«Так ли? — помнится, не сказал, но подумал я. — Сталин — вот уж кто никогда и не был советским, никакими коммунистическими иллюзиями и не думал обольщаться…»
Впору, кажется, удивиться. Как это умнейший человек (а в уме Коржавина не сомневаются и те, кто ставит в вину его поэзии «рассудочность» — но о ней, о такой «рассудочности», поговорим позже) будто бы — будто бы! — попадает впросак? А ежели так, то, возможно, как раз потому, что — умнейший? И значит ли это, что упрямо не сдающийся ум по природе своей располагает к наивности?.. Оставим — пока — вопрос без немедленного ответа.
Ко второй из своих книг (и первой, вышедшей уже там, в эмигрантском «Посеве» — год 1976) Коржавин сделал горькую приписку: его судьба — издавать не сборники, «нормально, по мере накопления стихов» приходящие к читателям, а «Избранное» за «Избранным».
Разумеется, такова и настоящая книга, итожащая шестьдесят (с лишним!) лет поэтического творчества, но слово «избранное» нуждается в уточнении.
Что избирает Коржавин? Лучшее, что написал? Пожалуй, удаётся, но не это решающий критерий. Во всяком случае — не единственный. Поэт с широтой, которая пуристу может показаться излишней, прощает себе молодому, как, впрочем, и зрелому…
Стоп. Прощает? Вот уж нет, наоборот, оголяет свои грехи и огрехи с безжалостностью (сильно явленной, кстати сказать, в замечательной автобиографической прозе «В соблазнах кровавой эпохи»). Ради того, чтобы прочертить путь.
И дело не только в стихах, где, допустим, явственна зачарованность Сталиным (зачарованность, правда, настолько своеобразная, что за них-то, как было сказано, автор угодил на Лубянку). Вот, к примеру, обаятельное стихотворение 1944 года «Гейне» — о «невыдержанном человеке», которого ненавидели Гогенцоллерны, ругали «любители догм и фраз», но…
Много и хорошо писавший о Коржавине Бенедикт Сарнов, отметив, что стихи совпадают не только с духом, но даже и с буквой Маркса (согласно которой писатель смотрит на свою работу не как на средство, а как на самоцель), заключает: Коржавин «на протяжении всей своей жизни… именно так смотрел на своё предназначение поэта». И в этом «именно так» сомневаюсь. Как и в толковании «высшей верности поэта».

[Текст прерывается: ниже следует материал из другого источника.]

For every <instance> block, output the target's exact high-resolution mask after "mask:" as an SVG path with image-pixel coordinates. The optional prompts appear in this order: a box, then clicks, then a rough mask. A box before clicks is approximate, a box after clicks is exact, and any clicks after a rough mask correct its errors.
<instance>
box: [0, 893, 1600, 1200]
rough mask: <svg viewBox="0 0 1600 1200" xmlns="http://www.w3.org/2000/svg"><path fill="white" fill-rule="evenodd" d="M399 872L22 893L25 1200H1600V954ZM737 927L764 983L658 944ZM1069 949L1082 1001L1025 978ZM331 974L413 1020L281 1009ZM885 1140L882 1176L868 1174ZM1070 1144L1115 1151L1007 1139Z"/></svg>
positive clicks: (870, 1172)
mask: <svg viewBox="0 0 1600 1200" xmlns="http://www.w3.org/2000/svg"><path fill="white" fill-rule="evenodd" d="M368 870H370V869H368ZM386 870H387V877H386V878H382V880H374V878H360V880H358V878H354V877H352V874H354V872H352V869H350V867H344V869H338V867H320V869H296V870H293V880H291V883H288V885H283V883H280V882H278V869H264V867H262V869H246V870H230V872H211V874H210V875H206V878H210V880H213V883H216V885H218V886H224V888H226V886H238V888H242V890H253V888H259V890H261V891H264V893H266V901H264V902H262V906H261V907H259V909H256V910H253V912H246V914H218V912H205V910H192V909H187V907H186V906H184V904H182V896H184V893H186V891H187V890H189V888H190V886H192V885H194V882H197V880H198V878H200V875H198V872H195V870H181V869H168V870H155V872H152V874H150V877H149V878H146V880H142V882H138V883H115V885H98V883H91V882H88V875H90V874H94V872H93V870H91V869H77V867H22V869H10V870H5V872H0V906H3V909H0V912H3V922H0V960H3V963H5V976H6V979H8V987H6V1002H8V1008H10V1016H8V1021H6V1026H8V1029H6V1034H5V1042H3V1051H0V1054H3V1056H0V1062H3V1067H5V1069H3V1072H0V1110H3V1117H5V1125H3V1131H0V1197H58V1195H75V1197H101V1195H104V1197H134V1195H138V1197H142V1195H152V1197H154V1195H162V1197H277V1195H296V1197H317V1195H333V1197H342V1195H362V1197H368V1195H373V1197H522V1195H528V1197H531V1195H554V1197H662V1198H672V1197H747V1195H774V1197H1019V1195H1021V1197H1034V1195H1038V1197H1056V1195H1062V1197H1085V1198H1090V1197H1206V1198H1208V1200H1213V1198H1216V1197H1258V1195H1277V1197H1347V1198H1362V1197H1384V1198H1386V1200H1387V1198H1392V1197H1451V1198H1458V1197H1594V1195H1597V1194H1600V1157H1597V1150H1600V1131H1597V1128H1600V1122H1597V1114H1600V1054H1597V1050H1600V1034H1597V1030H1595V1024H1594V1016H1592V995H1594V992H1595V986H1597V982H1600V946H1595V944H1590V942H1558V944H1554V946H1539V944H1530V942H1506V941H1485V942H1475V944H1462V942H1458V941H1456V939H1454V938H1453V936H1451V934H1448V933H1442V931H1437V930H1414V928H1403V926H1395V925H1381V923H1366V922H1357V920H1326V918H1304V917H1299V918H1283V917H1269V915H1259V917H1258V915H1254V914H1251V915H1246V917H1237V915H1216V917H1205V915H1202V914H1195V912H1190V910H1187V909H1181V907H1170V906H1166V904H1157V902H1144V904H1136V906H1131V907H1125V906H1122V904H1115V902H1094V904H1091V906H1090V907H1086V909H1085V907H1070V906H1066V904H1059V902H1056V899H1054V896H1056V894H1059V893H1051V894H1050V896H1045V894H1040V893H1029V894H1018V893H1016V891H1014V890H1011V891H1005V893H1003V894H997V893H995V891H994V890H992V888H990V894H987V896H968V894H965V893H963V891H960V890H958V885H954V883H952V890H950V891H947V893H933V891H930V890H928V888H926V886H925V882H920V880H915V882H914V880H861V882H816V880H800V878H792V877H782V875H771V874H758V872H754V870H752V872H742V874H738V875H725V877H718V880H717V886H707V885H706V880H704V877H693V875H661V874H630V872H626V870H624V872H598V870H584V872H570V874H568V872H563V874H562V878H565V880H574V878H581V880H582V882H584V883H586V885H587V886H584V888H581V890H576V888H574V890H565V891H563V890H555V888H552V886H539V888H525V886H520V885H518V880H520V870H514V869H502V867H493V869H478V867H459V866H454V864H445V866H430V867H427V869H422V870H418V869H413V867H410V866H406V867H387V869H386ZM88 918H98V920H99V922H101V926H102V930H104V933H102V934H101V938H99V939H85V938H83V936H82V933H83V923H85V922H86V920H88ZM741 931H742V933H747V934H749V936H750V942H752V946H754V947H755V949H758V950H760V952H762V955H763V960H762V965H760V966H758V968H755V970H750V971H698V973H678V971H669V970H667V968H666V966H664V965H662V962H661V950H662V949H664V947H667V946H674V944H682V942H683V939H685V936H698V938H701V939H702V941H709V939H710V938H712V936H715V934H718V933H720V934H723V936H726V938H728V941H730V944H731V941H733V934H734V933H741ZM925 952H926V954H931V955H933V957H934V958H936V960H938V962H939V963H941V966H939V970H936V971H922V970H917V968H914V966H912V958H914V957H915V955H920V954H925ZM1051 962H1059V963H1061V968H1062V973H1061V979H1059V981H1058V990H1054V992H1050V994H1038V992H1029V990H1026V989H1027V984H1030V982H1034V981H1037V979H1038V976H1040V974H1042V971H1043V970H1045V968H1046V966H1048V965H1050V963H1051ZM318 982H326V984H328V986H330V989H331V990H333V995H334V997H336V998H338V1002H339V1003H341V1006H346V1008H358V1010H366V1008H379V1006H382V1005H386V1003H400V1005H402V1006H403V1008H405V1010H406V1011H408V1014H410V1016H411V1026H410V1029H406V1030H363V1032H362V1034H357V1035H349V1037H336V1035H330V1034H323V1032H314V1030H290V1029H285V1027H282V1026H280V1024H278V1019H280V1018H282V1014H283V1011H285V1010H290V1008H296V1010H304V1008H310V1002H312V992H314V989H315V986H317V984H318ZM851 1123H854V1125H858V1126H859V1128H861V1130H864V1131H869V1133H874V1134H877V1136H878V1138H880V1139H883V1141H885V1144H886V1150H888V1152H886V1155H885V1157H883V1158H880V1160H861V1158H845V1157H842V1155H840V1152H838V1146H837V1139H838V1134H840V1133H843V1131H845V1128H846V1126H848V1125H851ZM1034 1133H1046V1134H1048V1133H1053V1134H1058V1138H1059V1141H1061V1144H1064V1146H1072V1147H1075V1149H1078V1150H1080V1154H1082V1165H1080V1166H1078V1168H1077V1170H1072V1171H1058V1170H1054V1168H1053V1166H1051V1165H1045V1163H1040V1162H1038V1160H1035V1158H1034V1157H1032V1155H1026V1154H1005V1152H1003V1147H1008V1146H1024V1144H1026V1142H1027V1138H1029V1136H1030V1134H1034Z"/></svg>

И из юношеского стихотворения, и из статьи Сарнова ясно: это — внутренняя свобода. Независимость. Превосходнейшие понятия, тем не менее имеющие обыкновение обозначать весьма разные вещи.
По видимости отвлекаясь от непосредственного объекта разговора, по существу же, надеюсь, приближаясь к его постижению, вспомним, как Юрий Тынянов определил феномен Блока (за которым последуют феномены Есенина, Цветаевой, Маяковского и других, вплоть до феноменов Высоцкого и Евтушенко): «Блок — самая большая лирическая тема Блока… когда говорят о его поэзии, почти всегда за поэзией подставляют человеческое лицо — и все полюбили лицо, а не искусство».
Лицо, или имидж, как выражаемся нынче. Заметим притом, что покуда речь о явлении искусства, и великого (Блок!); потом научимся обходиться одним «лицом».
Я остро припомнил тыняновские слова, прочитав в книге о. Александра Меня «На пороге Нового Завета» размышления о том, что в Иисусовых притчах можно углядеть намёк на Его ремесло плотника, вернее, строителя или пастуха; то есть на Его «лицо». Намёк — не свыше того, большего и не требуется. И ещё: «В Евангелии самое главное — не новый закон, доктрина или нравственный кодекс, а именно Иисус, Человек, в Котором воплотилась «вся полнота Божества». Тайна, пребывающая выше всякого имени, обретает в Нём человеческое имя, лик и человеческий голос…»
По-моему, не сыскать лучшего определения (да, конечно, невольного), что есть русская поэтическая традиция. И нет большего контраста, чем, с одной стороны, «лицо, а не искусство», и, с другой, «Тайна, пребывающая выше всякого имени». В этом и состоял, думаю, крутой поворот на пути русской поэзии, свершённый на рубеже веков и полнее всего воплощённый Блоком.
Беспредельная, «бесстыдная» полнота самовыявления (бывает, что не нужны и кавычки), «лицо», которое часто важнее, и уж во всяком случае притягательнее «искусства», важнее «Тайны», когда Блок, не стесняясь, рисует себя пригвождённым к трактирной стойке, Есенин — пьяницей и хулиганом, Маяковский предстаёт любовником не дамы «вообще», а паспортно поименованной Л. Ю. Брик, — это, конечно, «верность себе», понимаемая буквально. Свобода — или её иллюзия.